Every society has propositions, which have reasonable support on the evidence, but which only bad people believe, or are even willing to give a hearing. So it is and so it should be. I don't want to argue about the merits of genocide or big-ice hockey.

But just because I recognize we must have taboos, I don't want things I think are true, and important, to become those taboos. The courts *are* claiming god-like power. There are lots of reasons for this, and the judges often resist the real enthusiasts. I know some judges personally, and they are lovely people - workaholics, reasonable to a fault, Inclined to understated humour. My impression of Beverley McLachlin is that she is one of their number. I can hardly imagine a better benevolent dictator. But they get way too much respect for the democrat in me. And they are changing basic institutional understandings way too fast for my tory half.

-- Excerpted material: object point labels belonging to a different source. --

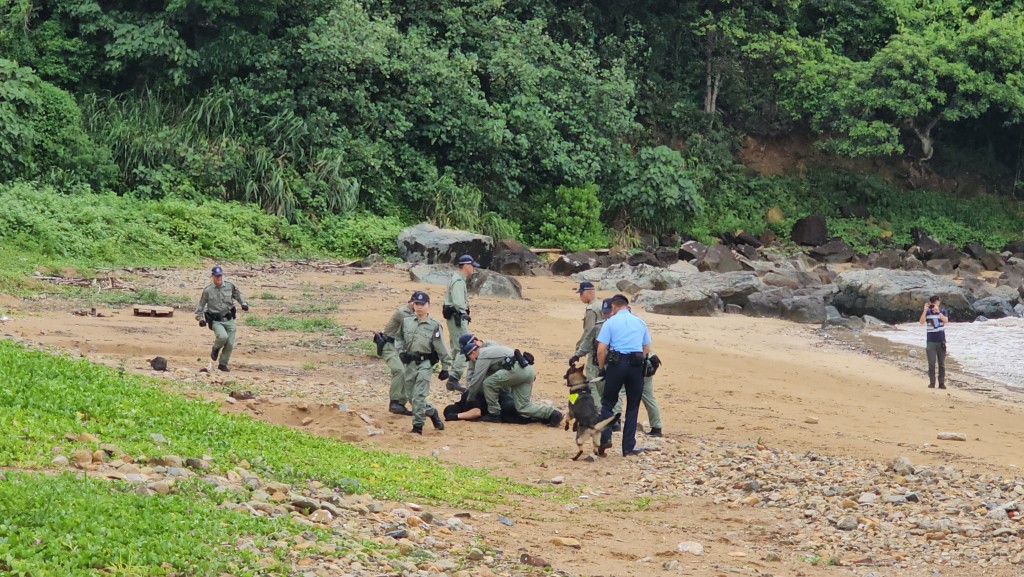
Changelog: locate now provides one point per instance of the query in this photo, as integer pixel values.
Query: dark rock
(991, 261)
(810, 231)
(970, 266)
(692, 250)
(511, 257)
(896, 296)
(428, 244)
(667, 256)
(994, 307)
(642, 258)
(748, 239)
(834, 251)
(810, 310)
(488, 283)
(719, 258)
(680, 301)
(439, 275)
(975, 250)
(576, 262)
(887, 258)
(939, 266)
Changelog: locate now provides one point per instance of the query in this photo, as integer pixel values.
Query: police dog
(583, 413)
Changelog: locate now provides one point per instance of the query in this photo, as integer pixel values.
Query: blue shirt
(625, 332)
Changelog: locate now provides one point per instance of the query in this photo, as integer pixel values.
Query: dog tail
(606, 422)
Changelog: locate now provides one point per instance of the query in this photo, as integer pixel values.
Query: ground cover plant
(44, 397)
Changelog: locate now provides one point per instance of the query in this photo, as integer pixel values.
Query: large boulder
(512, 258)
(897, 296)
(577, 262)
(810, 231)
(994, 307)
(428, 244)
(834, 251)
(719, 258)
(680, 301)
(488, 283)
(432, 274)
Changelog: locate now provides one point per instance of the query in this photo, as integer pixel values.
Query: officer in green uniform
(456, 313)
(420, 347)
(500, 368)
(385, 340)
(216, 308)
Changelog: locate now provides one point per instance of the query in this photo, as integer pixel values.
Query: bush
(568, 218)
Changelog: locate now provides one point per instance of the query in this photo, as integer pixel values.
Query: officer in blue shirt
(623, 346)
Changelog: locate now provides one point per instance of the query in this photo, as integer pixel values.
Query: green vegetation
(43, 398)
(64, 525)
(282, 323)
(558, 123)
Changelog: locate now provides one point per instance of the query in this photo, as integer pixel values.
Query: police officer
(623, 347)
(498, 368)
(385, 342)
(216, 308)
(456, 313)
(591, 315)
(420, 347)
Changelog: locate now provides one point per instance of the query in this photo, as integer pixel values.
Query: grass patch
(312, 307)
(62, 525)
(43, 397)
(305, 325)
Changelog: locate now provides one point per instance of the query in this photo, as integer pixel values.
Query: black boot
(435, 419)
(453, 384)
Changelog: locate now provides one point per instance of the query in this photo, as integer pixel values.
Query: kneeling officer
(216, 308)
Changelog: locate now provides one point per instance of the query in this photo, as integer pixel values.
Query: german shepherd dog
(583, 413)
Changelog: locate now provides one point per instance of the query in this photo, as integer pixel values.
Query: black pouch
(637, 360)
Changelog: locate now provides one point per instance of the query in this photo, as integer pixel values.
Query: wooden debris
(152, 311)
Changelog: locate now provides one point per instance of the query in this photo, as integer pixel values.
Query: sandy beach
(728, 383)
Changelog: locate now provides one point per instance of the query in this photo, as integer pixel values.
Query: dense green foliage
(42, 398)
(483, 114)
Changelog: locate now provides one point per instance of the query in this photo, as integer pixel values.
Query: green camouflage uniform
(457, 295)
(421, 337)
(492, 374)
(217, 300)
(390, 354)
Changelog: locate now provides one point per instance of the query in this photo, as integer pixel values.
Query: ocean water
(989, 349)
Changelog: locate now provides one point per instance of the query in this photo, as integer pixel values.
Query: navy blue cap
(468, 259)
(585, 286)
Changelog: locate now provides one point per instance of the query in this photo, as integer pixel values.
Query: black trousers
(616, 376)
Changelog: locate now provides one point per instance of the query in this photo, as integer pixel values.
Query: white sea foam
(991, 349)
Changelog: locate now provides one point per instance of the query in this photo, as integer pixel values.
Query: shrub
(569, 218)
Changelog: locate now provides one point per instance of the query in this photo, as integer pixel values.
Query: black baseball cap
(585, 286)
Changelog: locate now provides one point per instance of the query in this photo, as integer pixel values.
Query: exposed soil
(729, 379)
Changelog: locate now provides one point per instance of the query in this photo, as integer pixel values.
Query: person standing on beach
(935, 319)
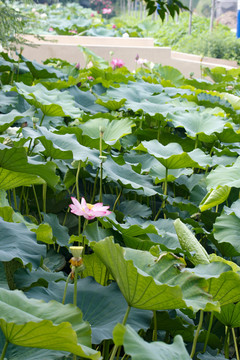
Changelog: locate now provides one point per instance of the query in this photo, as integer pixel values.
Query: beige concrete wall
(66, 48)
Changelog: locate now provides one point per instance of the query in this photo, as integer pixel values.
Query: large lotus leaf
(224, 175)
(16, 160)
(60, 233)
(140, 349)
(229, 315)
(53, 326)
(111, 105)
(66, 146)
(198, 122)
(145, 161)
(133, 208)
(226, 233)
(207, 356)
(8, 102)
(134, 91)
(3, 278)
(125, 175)
(40, 71)
(102, 306)
(141, 289)
(95, 233)
(234, 100)
(131, 228)
(86, 101)
(12, 179)
(52, 103)
(158, 172)
(24, 278)
(223, 283)
(112, 130)
(152, 105)
(6, 120)
(215, 197)
(172, 155)
(16, 241)
(22, 353)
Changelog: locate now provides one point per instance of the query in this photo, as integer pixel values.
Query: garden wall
(66, 48)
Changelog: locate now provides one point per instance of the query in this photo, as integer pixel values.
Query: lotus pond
(154, 272)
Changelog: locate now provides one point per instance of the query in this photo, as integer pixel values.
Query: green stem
(4, 350)
(197, 333)
(65, 289)
(44, 193)
(15, 198)
(165, 194)
(226, 343)
(116, 201)
(78, 195)
(235, 343)
(75, 287)
(208, 332)
(154, 337)
(100, 186)
(123, 323)
(94, 186)
(42, 120)
(38, 208)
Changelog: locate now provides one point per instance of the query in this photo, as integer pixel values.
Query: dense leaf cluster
(154, 146)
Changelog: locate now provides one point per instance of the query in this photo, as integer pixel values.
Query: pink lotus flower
(116, 63)
(87, 210)
(106, 11)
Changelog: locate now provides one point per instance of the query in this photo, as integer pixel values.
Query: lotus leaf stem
(4, 350)
(208, 332)
(123, 323)
(235, 343)
(196, 334)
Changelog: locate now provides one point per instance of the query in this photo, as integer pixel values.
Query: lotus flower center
(90, 206)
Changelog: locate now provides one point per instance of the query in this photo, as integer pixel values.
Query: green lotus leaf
(93, 232)
(60, 233)
(111, 105)
(40, 71)
(102, 306)
(24, 278)
(112, 130)
(133, 208)
(129, 178)
(16, 241)
(215, 197)
(226, 233)
(7, 120)
(52, 103)
(16, 160)
(172, 155)
(12, 179)
(147, 283)
(140, 349)
(198, 122)
(224, 175)
(229, 315)
(234, 100)
(53, 326)
(158, 173)
(66, 146)
(22, 353)
(86, 101)
(3, 278)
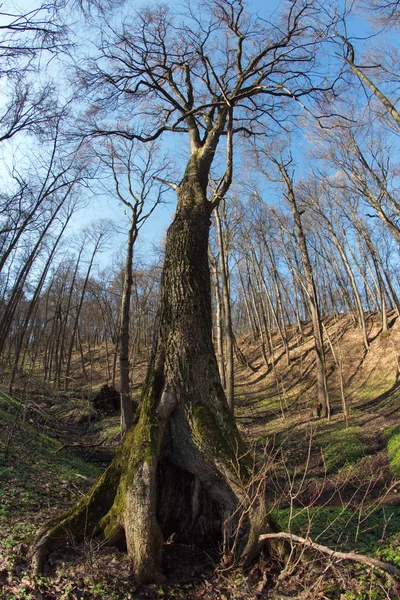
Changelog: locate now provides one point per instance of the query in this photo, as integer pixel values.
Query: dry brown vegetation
(335, 476)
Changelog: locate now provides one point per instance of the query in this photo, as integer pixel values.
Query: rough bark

I don't think this week has provided good signs about the health of my country.


Septentrionalis said...

As one of your American visitors, I give you a piece of advice, in large, friendly letters: DON'T PANIC.

The courts of the United States have been claiming god-like powers for two centuries now, and exercising them for more than a century and a half; and our judges are not, in practice, removable by the legislature. Still, we have survived; the Supreme Court does eventually follow the election returns.

PithLord said...


I appreciate your reminding me that there is much ruin in a nation. We hyper-ventilating anonymous Internet types often forget that.

I don't think McLachlin's SCC is substantively particularly radical. It follows the election returns very closely indeed. But it still pisses me off that she and her colleagues can pull off a constitutional revolution, and the only people who notice are evangelical hicks from Saskatchewan.